Petrophysical rock types are first established using routine core porosity-permeability measurements. Six petrophysical rock types were identified from the histogram distribution of Leverett’s RQI (Fig. 12). Table 2 summarizes the statistical distributions of petrophysical properties for each rock type. We observe that rock types 1 - 3 exhibit a largely overlapping porosity range.
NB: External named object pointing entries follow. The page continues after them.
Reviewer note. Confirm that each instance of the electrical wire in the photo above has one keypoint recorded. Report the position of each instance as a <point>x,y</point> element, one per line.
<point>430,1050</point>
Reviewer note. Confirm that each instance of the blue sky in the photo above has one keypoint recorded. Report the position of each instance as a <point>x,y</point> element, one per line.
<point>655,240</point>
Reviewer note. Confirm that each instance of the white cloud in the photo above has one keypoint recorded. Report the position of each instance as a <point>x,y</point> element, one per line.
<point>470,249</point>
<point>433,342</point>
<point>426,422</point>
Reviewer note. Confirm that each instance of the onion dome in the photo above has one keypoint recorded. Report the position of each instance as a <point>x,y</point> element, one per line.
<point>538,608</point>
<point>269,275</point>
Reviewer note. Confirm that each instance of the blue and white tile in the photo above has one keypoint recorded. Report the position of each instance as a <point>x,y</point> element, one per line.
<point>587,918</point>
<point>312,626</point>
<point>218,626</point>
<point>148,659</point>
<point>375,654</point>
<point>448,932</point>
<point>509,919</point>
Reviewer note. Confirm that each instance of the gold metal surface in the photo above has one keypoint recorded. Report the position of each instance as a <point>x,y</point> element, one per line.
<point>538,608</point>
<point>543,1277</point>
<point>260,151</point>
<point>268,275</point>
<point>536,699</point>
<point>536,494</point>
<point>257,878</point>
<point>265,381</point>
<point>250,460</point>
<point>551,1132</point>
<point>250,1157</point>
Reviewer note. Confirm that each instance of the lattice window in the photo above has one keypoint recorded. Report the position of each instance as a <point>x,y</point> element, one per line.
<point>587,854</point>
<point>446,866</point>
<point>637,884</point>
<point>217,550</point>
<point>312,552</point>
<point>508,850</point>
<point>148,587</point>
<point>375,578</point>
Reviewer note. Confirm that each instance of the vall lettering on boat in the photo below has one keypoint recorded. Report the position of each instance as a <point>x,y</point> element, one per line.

Their average horizontal permeability exhibits a ratio around 2 – 2.5, which indicates that their average pore-throat radius ratio is close to 1.5. Laser grain size measurements for rock types confirmed that the controlling factor for permeability was mean grain size. Reservoir quality decreases with decreasing grain size. Grain size measurements for rock types 2, 4, and 5 are listed in Table 3 for comparison. Different bed types identified from core photographs are compared in Table 4 for facies interpretation.

Figure 12― Core-based hydraulic rock typing via Leverett’s RQI.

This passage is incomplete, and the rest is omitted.